The future of one of Wolverhampton's premier live music venues - closed for refurbishment since January - remains shrouded in mystery.
And council bosses still uncertain when work will be completed and how much it will cost.
Essential repairs and a complete overhaul of the 80-year-old Civic Hall was scheduled for completion by October 2018, at an estimated total cost of £14.4 million.
But following the discovery of unforeseen structural problems with the Grade ll listed building in North Street, the refurbishment work has now gone overdue - and is already costing an extra £23.6 million than originally planned.
However, frustrated music fans have been left scratching their heads as to when the venue will actually reopen and how much the work will cost once it is finally completed.
When Robert Plant played a secret charity gig
Self-employed organic gardener and music fan Steve Bradley, from Penn, said: "The city badly needs a functioning Civic Hall.
"It's the jewel in our crown, culturally speaking, and vital as a linchpin in Wolverhampton's night-time economy, while also having a crucial role in driving footfall to the city during the day by staging hugely popular events such as the West Midlands Vegan Festival.
"I can't be the only citizen to detect a lack of urgency in the work that is being carried out there.
"I know about the delays caused by structural problems and the attendant increase in costs but I can't stress strongly enough how vital it is that the venue reopens promptly.
"I fear that the project has lost momentum and that promoters and artists will look elsewhere, wiping the Civic off the map. They need to get a move on. The silence is deafening."

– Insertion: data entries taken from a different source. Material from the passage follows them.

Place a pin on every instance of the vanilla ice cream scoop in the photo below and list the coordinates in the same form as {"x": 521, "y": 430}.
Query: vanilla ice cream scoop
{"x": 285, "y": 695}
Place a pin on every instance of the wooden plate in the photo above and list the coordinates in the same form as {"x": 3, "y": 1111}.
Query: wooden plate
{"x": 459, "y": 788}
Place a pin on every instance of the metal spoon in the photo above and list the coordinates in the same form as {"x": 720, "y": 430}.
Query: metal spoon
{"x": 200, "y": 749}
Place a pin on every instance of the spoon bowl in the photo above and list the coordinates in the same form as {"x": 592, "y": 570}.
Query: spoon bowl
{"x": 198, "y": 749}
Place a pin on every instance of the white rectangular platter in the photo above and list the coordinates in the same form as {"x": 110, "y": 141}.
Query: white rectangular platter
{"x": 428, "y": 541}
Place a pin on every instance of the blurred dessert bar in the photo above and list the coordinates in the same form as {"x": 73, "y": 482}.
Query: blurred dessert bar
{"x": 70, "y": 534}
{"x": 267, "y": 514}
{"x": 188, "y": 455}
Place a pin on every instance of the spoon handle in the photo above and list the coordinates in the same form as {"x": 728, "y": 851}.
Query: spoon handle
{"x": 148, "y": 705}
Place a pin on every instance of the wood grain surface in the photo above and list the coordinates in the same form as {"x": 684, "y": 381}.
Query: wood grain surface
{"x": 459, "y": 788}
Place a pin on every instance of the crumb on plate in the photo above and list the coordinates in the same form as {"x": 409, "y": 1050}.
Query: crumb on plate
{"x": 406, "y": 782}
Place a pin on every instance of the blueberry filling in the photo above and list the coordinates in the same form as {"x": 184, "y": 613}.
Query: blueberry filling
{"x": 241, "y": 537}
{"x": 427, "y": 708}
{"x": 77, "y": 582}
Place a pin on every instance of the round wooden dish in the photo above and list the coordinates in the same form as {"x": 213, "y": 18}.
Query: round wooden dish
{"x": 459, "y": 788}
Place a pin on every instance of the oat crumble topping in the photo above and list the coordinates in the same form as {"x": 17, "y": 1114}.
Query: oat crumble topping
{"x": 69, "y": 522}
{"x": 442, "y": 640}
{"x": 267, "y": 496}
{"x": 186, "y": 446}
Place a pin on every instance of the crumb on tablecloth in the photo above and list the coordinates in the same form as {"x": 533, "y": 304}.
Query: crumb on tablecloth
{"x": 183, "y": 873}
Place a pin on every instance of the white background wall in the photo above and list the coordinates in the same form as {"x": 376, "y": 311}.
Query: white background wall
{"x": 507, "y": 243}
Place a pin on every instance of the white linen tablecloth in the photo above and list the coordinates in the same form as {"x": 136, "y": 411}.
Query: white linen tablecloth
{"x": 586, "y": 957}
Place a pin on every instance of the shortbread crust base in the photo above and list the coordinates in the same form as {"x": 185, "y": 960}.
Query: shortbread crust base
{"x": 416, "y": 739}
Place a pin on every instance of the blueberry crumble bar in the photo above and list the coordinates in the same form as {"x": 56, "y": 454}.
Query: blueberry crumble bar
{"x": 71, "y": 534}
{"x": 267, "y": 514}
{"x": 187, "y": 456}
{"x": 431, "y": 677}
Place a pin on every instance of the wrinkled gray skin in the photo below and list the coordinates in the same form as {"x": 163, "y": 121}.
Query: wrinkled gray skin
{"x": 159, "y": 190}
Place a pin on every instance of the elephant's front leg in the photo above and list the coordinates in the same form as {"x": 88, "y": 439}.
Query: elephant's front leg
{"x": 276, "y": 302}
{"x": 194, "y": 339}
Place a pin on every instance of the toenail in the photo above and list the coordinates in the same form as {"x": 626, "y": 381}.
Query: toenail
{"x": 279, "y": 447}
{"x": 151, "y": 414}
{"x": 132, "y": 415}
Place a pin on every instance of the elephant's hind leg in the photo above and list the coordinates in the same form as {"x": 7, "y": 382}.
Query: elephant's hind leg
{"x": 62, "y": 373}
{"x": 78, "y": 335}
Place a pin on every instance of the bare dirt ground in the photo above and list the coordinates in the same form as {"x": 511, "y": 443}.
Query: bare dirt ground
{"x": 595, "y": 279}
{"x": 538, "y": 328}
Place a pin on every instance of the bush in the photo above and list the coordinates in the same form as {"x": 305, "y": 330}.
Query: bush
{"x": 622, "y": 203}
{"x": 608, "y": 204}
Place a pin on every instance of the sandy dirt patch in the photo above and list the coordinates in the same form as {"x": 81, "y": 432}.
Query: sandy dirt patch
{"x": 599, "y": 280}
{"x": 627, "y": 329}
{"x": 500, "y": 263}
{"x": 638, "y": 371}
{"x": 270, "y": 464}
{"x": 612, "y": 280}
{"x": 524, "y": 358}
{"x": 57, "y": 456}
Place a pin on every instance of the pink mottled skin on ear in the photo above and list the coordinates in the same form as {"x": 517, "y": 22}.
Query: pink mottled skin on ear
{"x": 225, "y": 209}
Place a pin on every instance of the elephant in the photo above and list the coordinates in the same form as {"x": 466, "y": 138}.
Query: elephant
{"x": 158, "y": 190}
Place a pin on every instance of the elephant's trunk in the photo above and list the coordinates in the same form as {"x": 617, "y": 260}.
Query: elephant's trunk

Mr Bradley, who has consistently attended gigs at the venue for more than 25 years, said his most memorable nights among many visits included gigs by Elvis Costello and The Attractions, Robert Plant, Bellowhead and Sigur Ros.
Fellow gig-goer Andy Hyatt added: "I have been to many music venues in the Midlands and the Civic is probably the best one I have attended in terms of size, sound, facilities and atmosphere.
"The extended closure has been a disaster for music in Wolverhampton and for the city in general. Bands that would have played here are now going to Birmingham and I don't think they will come back."
Chris Potts, from Bilston, said: "To have such a lack of a grasp over what's going on with a building which has been in the council's ownership since its inception, and to misunderstand the implications of improving a fairly small footprint of entertainment in the city, it seems to me that the council appears to be unfit to manage the renovation of the Civic Halls.
"To oversee an already eye-watering cost for improvement and to watch that figure go into outer space is irresponsible.
"Now people are talking about the cost being £38 million, with this saga continuing until at least 2021. By 2021 people in Wolverhampton will have forgotten the Civic Halls ever existed.
"It seems to me that the councillors in the Civic Centre are keeping their heads down so much that they may not even know where the Civic Hall is. Otherwise at least one would have summoned up enough courage to demand a detailed analysis of the monstrous sums of money being spent."
Councillor Craig Collingswood (Lab. Park) recently undertook a site visit to the Civic Hall with colleagues to check on the progress of the refurbishment work.
He said: "I think a lot of members came away feeling very worried. The question needs to be asked, is this project going ahead as it should be? We need a timeframe as to when this is going to be completed."
Councillor John Reynolds (Lab. Graiseley), the council's Cabinet Member for City Economy, said: "The lead contractor for the work being done at the Civic Halls took the time to meet with us and went through all the costs, what the final total would be and the proposed timeframe expected for the refurbishments to be completed, although at present it is still difficult to identify exactly when this will be.
"We are currently monitoring the situation closely and will continue to do everything we can to keep people informed."
What are the significant building issues at the Civic?
The building defects are significant and require immediate attention, such as roof repairs and re-tiling, lift replacement, building fabric and parapet repairs.
Significant structural changes are required to accommodate the extra weight of mechanical and electrical equipment, as well as repairs to the fabric of the building.
Asbestos requiring removal is also more extensive than anticipated prior to initial opening-up works.#
Security, alarms and emergency lighting also requires comprehensive replacement.
And the additional counter terrorism measures, following recent national events, have impacted on the cost of the scheme too.
The original improvement scheme also included increased seating through new balconies, improved and new bar and hospitality areas, ventilation, lifts and better access to the Wulfrun Hall.